What Can the New York Giants Expect from Stevie Brown in 2013?

Tamer ChammaContributor IIJuly 24, 2013

Stevie Brown running with the ball after an interception was a pretty common sight during the 2012 season.
Stevie Brown running with the ball after an interception was a pretty common sight during the 2012 season.Jim O'Connor-USA TODAY Sports

After two quiet seasons to start his NFL career, Stevie Brown burst onto the scene in 2012 in his first year with the New York Giants. The 26-year-old was second in the NFL with eight interceptions, despite not seeing consistent playing time until the fourth game of the season. Even better, he led the league with 307 interception return yards, which was a ridiculous 147 yards better than the second-place finisher, Tampa Bay’s Ronde Barber.

What can we expect from Big Blue’s starting strong safety in 2013? Well, Brown may not be so larcenous, which will put the emphasis on shoring up some weaknesses that were naturally overlooked last season because of his bundle of picks.

For starters, let’s address the interceptions and come up with a realistic figure that he can attain in the upcoming season. Brown reads a quarterback’s eyes well and breaks with a purpose when he has a chance to pick off a pass. He also has good hands, allowing him to hold onto most opportunities.

The problem is that eight interceptions is a lot of picks and a nearly impossible total to repeat in back-to-back seasons. For instance, Ed Reed, who is 10th all-time in interceptions with 61, has never had eight or more two seasons in a row. He’s actually only managed to hit this number or exceed it in three of his 11 seasons.

No offense to Brown, but he is not in Reed’s class and never will be.

With that said, Brown will still probably intercept three or four passes. And—if given some real estate to run after securing the pick—his return yardage should again be impressive. The man has moves in the open field similar to a solid NFL running back.

His year, however, won’t be defined by the turnovers he creates (he also had two forced fumbles and two fumbles recovered) and the return yardage he racks up. He’ll need to focus more on the fundamentals, because the flash won’t be as pronounced.

The good news is that Brown doesn’t appear to be fooled by his performance last season. Based on his comments to Conor Orr of The Star-Ledger earlier this month, he seems to understand that he has improvements to make:

Following meetings with the coaching staff during minicamp and OTA’s, Brown realized that he needed to improve on his body control this offseason.

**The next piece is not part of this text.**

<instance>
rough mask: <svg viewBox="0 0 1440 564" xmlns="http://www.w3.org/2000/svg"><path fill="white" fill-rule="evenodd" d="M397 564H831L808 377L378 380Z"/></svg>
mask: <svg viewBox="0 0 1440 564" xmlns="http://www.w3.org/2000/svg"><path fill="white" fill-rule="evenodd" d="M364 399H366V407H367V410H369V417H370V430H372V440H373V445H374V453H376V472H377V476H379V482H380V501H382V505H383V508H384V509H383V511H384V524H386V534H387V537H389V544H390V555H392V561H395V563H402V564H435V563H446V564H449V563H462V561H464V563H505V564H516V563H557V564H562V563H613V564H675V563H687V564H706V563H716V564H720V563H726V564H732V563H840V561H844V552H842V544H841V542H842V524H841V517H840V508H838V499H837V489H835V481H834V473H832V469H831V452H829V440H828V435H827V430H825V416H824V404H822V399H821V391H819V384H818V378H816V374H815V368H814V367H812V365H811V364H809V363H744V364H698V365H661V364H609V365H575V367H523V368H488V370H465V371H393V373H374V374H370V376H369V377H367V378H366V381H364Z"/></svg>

When he is asked to come up to the line and cover slot receivers, he admits there is still a certain level of discomfort — hence, exercises to strengthen his lower body and increase his burst, as well as workouts that improve lateral quickness.

He also peppered Victor Cruz with questions during the offseason, and plans to work with him more intensely during camp to improve his coverage skills.

Hopefully the exercises and work that Brown did this offseason improve his coverage skills and quickness. Unfortunately, there is probably a limit to how much he can improve. Brown was a hybrid safety/outside linebacker in college at Michigan. He does not have the natural hip movement and speed of a true safety. While he has good instincts and ball skills, Brown will likely always struggle, to some degree, in coverage.

One aspect of his game Brown can work on that he didn’t mention to Orr, though he may have been hinting at it with the “body control” comment, is his tendency to be overly aggressive, especially in tackle pursuit on running plays.

Let’s take a look at two examples pertaining to running plays. The first occurred in Week 5 against the Cleveland Browns. As you can see in the first image, Brown makes an aggressive move towards the inside, believing Trent Richardson will bounce through the hole opened by his offensive line.

Instead, Richardson stays on course, leaving Brown behind the play, which is clearly illustrated in the second image.

If Brown had not guessed and instead made Richardson commit first, he probably would have tackled him around the five-yard line.

The other example is taken from the second Washington Redskins game in Week 13. Brown again guesses, this time believing Robert Griffin III will cut it back inside.

RG3, however, heads toward the sideline, easily leaving Brown behind the play.

Brown should have been especially conservative on this play given Griffin’s speed. Instead, his over-pursuit tacked on another 15-20 yards to the 46-yard scamper.

Unlike speed and fluid hip movement, over-aggressiveness can be fixed. As Brown gains more experience and gets used to offensive players tendencies through film work, he should demonstrate better containment in the running game.

If he does, he’ll be playing into another strength no one talks about: his tackling. When Brown gets his hands on a runner, he almost always brings them down. This is where his linebacker pedigree is a benefit—he is very strong, which allows him to wrap up better than most safeties.

By signing his RFA tender this offseason, Brown is in line to make more money in the NFL than most seventh-round picks do. He is still only on a one-year contract, though, so don’t discount dollar signs as a motivation for Brown to improve his play this season.

Hopefully for Brown’s sake, the team that signs him doesn't put too much emphasis on raw stats. His numbers may not look as gaudy in 2013, but he still has a chance to have a better season than 2012.

Any uptick in his coverage skills and quickness should be moderate. The major improvement, though, could be in his run pursuit—if he practices patience to put himself in a position to make a tackle.